Wie jedes Jahr erfolgt die Preisverleihung am 10. Dezember, dem Todestag des Preisstifters Alfred Nobel, im Stockholmer Konzerthaus.
Nobelpreiskomitee ist für Überraschungen gut
Trotz der Verschwiegenheit der Jury gibt es einige Schriftsteller, die als Dauerfavoriten für den Literaturnobelpreis gelten: unter ihnen die kanadische Autorin Margaret Atwood, der indisch-britische Schriftsteller Salman Rushdie oder der japanische Autor Haruki Murakami.
Seit Jahren werden sie bei Online-Wettanbietern hoch für den Preis gehandelt. Doch das will nichts heißen, denn in der Vergangenheit hat die Stockholmer Jury oft bewiesen, dass sie für Überraschungen gut ist.
2020 ging der Literaturnobelpreis an Louise Glück
Wie zum Beispiel 2020 als der Preis an die US-amerikanische Lyrikerin Louise Glück ging. Die Auszeichnung erhielt sie „für ihre unverkennbare poetische Stimme, die mit strenger Schönheit das individuelle Dasein universell macht“, so die Jury.
Im deutschsprachigen Raum war die Lyrikerin wenig bekannt. Mindestens genauso überrascht wie die Buchbranche und die Öffentlichkeit war Louise Glück selbst, als sie von der Auszeichnung erfuhr:
Kritik am Eurozentrismus des Komitees
Der in Großbritannien lebende und auf Sansibar geborene Schriftsteller Abdulrazak Gurnah galt ebenfalls als Geheimtipp, als er 2021 den Literaturnobelpreis erhielt. In seinen Romanen skizziert er ein kulturell vielfältiges Ostafrika, verhandelt Themen wie Identität, Leben im Exil und koloniale Vergangenheit.

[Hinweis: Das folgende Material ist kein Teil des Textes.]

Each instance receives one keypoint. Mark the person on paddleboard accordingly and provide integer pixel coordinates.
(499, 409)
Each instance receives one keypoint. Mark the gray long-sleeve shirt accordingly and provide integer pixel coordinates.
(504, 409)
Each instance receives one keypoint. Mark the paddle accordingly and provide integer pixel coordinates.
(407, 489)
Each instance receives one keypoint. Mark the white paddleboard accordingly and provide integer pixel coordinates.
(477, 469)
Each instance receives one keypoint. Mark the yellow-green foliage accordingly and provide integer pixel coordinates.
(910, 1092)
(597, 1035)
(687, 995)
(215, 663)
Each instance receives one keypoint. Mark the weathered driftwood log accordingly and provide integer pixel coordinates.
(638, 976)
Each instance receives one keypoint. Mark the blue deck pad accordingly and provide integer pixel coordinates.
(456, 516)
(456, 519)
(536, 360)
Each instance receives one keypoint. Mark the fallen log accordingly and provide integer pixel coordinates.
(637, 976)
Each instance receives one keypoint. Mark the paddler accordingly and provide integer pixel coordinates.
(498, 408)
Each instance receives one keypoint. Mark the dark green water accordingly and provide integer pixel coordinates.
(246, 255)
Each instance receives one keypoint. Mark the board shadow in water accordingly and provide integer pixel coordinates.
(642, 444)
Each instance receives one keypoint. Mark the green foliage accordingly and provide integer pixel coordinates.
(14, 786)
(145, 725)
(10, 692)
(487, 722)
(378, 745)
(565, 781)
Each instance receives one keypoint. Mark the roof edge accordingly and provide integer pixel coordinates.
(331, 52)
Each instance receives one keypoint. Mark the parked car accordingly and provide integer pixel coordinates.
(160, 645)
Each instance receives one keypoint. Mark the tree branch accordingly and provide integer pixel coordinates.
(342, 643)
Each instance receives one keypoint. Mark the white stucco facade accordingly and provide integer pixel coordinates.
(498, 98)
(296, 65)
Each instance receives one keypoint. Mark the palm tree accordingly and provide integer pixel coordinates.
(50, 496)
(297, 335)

Gurnah ist erst der sechste afrikanische Autor, der für sein literarisches Werk ausgezeichnet wurde. Dem Nobelpreiskomitee der Schwedischen Akademie wurde in der Vergangenheit Eurozentrismus bei der Wahl der Preisträger- und Preisträgerinnen vorgeworfen. Über viele Jahrzehnte stammten diese vor allem aus dem mittel- oder nordeuropäischen Kontext.

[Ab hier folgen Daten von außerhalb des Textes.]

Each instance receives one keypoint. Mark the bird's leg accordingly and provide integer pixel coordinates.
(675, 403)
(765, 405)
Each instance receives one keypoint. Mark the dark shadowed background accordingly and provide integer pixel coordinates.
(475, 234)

Aber wer wird denn nun Literaturnobelpreisträger 2024? Das weiß aktuell nur die Schwedische Akademie. Wir geben trotzdem einen Überblick über mögliche Anwärterinnen und Anwärter:
Can Xue : Wichtigste Vertreterin der experimentellen literarischen Avantgarde Chinas
Ihr bürgerlicher Name lautet Deng Xiaohua. Can Xue, ihrem Nom de Plume, kommt eine Doppelbedeutung zu. Das Pseudonym kann genauso schmutziger, nicht schmelzender Schnee wie reiner Schnee auf einem Berggipfel bedeuten. Die Chinesin wurde 1953 in der Provinz Hunan geboren und gilt als wichtigste Vertreterin der experimentellen literarischen Avantgarde Chinas.
Can Xue wuchs in einer Verlegerfamilie in ärmlichen Verhältnissen auf während Mao Zedongs Kampagne gegen „Rechtabweichler“ in den späten 1950er-Jahren und der Kulturrevolution (1966 - 1976). Ihre Eltern waren als Intellektuelle staatlichen Repressionen ausgesetzt. Can Xue beendete ihre Schullaufbahn nach der Grundausbildung und arbeitete als Schneiderin. Erst als über 30-Jährige wurde sie zur bedeutendsten Avantgarde-Autorin Chinas.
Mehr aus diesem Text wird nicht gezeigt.